BOSTON — Smart. Resourceful. Determined. Those three words were just a few of many used by a Campbell Soup Co. executive to describe millennial moms as part of a panel discussion at the Goldman Sachs Global Retailing Conference held Sept. 9 in Boston.
Charles Vila, head of consumer insights at Campbell, said the Camden, N.J.-based company’s products are in 98% of millennial mom households. To achieve that sort of lofty penetration, Mr. Vila said Campbell has focused on values, taste and transparency.
He said millennial moms tend to gravitate to brands they feel have shared values, but also expect companies to be transparent about whatever goods they are offering.
|Charles Vila, head of consumer insights at Campbell.|
“When it comes to food, they want to know where their food comes from, what’s in it or not in it,” Mr. Vila said. “How is it made. And what does it do for their bodies or their children’s bodies at this time.”
Campbell Soup has taken steps to meet this consumer demand by creating a web site, www.whatsinmyfood.com. The web site educates consumers about food choices.
He said millennial moms also appear to be open to different types of eating experiences.
“Remember, their kids, these are millennials themselves, they grew up on sushi and Mexican, right,” he explained. “I grew up on pizza. It’s sushi and Mexican. And so their kids have an equally expansive palate or at least they have the desire for their kids to have that. And so there is a lot more openness, generally, to millennial moms, to millennials generally, but also specifically as it relates to food with millennial moms. So they’re looking for authentic experiences. Something — maybe traditional favorites with a twist, but something different.”
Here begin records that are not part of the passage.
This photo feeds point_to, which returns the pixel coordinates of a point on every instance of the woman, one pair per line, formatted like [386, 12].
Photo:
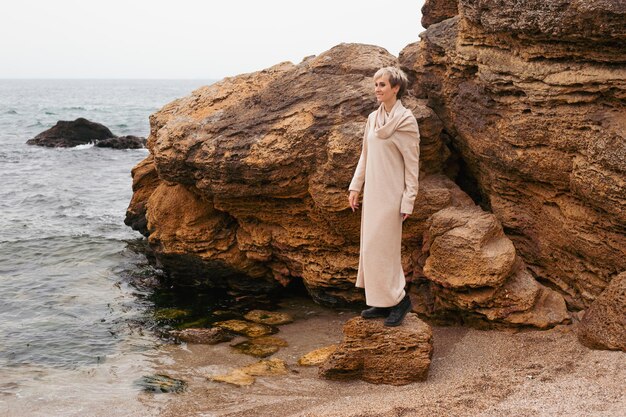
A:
[389, 169]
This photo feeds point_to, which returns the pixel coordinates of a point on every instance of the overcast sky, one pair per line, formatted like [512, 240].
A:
[188, 38]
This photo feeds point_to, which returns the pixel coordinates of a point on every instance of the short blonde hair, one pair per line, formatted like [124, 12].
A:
[396, 77]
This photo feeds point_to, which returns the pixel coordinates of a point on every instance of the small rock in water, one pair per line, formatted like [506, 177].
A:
[202, 336]
[253, 349]
[268, 317]
[122, 142]
[170, 313]
[161, 383]
[236, 377]
[270, 340]
[247, 328]
[66, 134]
[266, 368]
[382, 355]
[317, 356]
[245, 375]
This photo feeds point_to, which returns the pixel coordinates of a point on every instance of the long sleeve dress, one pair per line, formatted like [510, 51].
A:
[388, 169]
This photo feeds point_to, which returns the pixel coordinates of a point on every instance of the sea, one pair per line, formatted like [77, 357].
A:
[73, 333]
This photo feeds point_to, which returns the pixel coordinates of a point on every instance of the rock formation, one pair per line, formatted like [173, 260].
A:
[521, 198]
[122, 142]
[67, 134]
[382, 355]
[604, 324]
[246, 187]
[434, 11]
[472, 270]
[531, 95]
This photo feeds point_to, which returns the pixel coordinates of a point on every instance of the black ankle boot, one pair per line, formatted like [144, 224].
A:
[397, 313]
[375, 312]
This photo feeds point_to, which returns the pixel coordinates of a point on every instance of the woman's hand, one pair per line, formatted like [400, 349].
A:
[353, 199]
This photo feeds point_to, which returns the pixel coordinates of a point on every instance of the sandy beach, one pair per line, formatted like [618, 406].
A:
[473, 373]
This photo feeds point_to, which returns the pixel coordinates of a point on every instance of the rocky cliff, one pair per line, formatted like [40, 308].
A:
[532, 95]
[246, 181]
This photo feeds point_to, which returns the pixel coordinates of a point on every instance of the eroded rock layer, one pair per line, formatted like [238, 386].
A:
[245, 188]
[246, 181]
[532, 95]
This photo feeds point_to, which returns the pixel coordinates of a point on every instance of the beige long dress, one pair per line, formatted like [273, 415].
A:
[389, 168]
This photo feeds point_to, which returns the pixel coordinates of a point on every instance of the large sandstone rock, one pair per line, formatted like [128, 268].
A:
[382, 355]
[475, 275]
[245, 187]
[246, 181]
[482, 254]
[604, 324]
[531, 95]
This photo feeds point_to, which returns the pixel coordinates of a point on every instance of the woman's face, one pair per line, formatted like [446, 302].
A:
[383, 90]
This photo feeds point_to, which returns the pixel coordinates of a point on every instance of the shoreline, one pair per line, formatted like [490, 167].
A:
[473, 372]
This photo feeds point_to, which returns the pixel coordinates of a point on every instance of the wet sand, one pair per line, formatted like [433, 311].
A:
[473, 373]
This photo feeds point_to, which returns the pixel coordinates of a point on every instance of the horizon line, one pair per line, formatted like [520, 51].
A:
[108, 79]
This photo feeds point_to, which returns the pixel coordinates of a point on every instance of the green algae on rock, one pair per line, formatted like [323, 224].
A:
[210, 336]
[250, 348]
[247, 328]
[160, 383]
[268, 317]
[170, 313]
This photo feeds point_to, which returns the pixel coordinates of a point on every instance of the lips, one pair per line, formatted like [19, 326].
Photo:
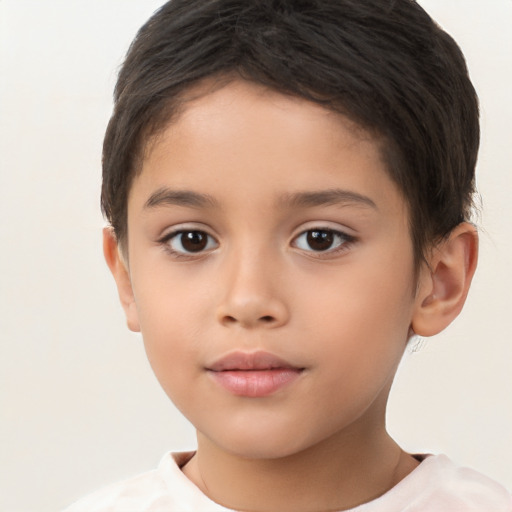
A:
[256, 374]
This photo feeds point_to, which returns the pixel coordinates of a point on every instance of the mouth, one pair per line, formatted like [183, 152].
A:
[253, 374]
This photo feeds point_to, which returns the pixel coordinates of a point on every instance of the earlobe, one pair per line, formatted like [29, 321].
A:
[444, 283]
[119, 269]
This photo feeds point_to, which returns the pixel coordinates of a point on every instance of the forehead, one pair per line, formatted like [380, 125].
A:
[234, 138]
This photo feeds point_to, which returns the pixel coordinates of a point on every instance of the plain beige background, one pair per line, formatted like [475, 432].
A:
[78, 403]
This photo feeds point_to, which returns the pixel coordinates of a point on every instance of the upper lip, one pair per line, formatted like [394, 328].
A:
[250, 361]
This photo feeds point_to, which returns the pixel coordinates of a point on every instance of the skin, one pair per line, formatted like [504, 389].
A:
[343, 315]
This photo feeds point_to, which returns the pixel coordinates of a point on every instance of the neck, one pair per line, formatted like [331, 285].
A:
[338, 474]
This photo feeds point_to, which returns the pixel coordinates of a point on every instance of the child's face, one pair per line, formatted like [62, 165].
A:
[262, 223]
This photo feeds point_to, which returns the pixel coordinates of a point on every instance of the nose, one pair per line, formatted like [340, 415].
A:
[251, 295]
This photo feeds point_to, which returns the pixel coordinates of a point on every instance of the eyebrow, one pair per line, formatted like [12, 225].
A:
[168, 197]
[325, 198]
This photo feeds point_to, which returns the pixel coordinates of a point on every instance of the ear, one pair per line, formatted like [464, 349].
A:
[119, 269]
[444, 281]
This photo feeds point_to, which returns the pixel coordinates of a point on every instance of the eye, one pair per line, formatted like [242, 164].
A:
[321, 240]
[190, 242]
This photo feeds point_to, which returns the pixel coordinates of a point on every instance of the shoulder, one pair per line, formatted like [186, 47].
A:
[164, 489]
[439, 485]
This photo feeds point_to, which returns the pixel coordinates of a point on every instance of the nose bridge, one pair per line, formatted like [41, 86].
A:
[252, 295]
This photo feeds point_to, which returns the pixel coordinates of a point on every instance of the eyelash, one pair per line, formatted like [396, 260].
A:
[344, 242]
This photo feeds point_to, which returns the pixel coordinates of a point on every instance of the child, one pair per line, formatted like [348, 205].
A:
[288, 185]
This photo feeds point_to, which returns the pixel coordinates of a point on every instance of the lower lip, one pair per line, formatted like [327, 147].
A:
[255, 383]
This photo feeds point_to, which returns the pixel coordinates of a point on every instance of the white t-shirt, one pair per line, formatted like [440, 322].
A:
[436, 485]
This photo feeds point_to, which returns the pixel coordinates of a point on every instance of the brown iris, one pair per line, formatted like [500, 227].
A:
[194, 241]
[320, 239]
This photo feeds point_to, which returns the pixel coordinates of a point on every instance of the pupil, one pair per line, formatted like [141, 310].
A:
[320, 240]
[193, 241]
To meet this need, Mr. Vila said Campbell Soup continues to try and offer not only different types of foods across its brands, but also enhance the quality of the food that it is providing to give consumers the types of experiences they want.
“When it comes to food and nutrition, millennial moms will not sacrifice on food and nutrition for their kids and for themselves,” he said.In addition to Mr. Vila, the millennial moms panel featured John Frascotti, president of Hasbro, Inc., a toy and entertainment company, and Brian Lynch, president of Carter’s, a provider of children’s apparel.